News and Reports
Burmese Army Shoots Pregnant Teacher In Kachin State
Burma Campaign UK has confirmed reports that a pregnant ethnic Kachin woman was shot and killed by Burmese Army soldiers on 11th January 2012.
In June last year the Burmese government broke a ceasefire with the Kachin Independence Organisation, an armed political party in Kachin State, north-east Burma.
“While the EU’s Baroness Ashton calls President Thein Sein ‘courageous’, his soldiers are shooting unarmed pregnant women”, said Zoya Phan, Campaigns Manager at Burma Campaign UK. “There has been good news from Burma recently, but there is still more bad news than good news. It is time the international community took a more balanced approach to what is really happening in Burma.”

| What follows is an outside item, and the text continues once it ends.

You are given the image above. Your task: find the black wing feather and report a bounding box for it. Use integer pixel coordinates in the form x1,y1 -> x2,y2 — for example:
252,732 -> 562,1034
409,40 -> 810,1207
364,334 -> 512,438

The Burmese Army has been deliberately targeting civilians since resuming conflict. Villages are being attacked, women gang-raped by Burmese Army soldiers, and civilians shot on sight. The attacks by the Burmese Army have forced up to 50,000 people to flee their homes. The military-backed government continues to block international aid from reaching these people.
Mangshang Ying Wang was shot by Burmese Army soldiers on 11 January 2012 at 9am. She was shot on Hpakan Road, Kachin State. It is believed that soldiers from battalion 58 under the command of Lieutenant Ye Min Twi, Lieutenant Ko Ko Latt and Colonel Htun Naing are in charge of soldiers in that area.
Mangshang Ying Wang was four months pregnant. She was taken to hospital where she died later that day. Another woman, Gawlu Seng Hkawn was shot and injured in the attack.
“The soldiers who carried out this attack should be arrested and put on trial”, said Zoya Phan. “For decades these kind of attacks have taken place with no action taken against the soldiers and their commanders. The scale of this indicates this is Army policy, not individual soldiers behaving badly.”
“The breaking of the ceasefire in Kachin state was predicted but the international community took no action to try to prevent this happening, and no action to ensure aid could reach those who would have to flee attacks”, said Zoya Phan. “Attacks like this should remind the EU that they shouldn’t get carried away by the good news and relax sanctions too soon. Those EU members whose diplomats are privately arguing that even the arms embargo should be lifted in April, should come out publicly and explain why they think it’s a good idea to sell arms to a government that shoots unarmed women.”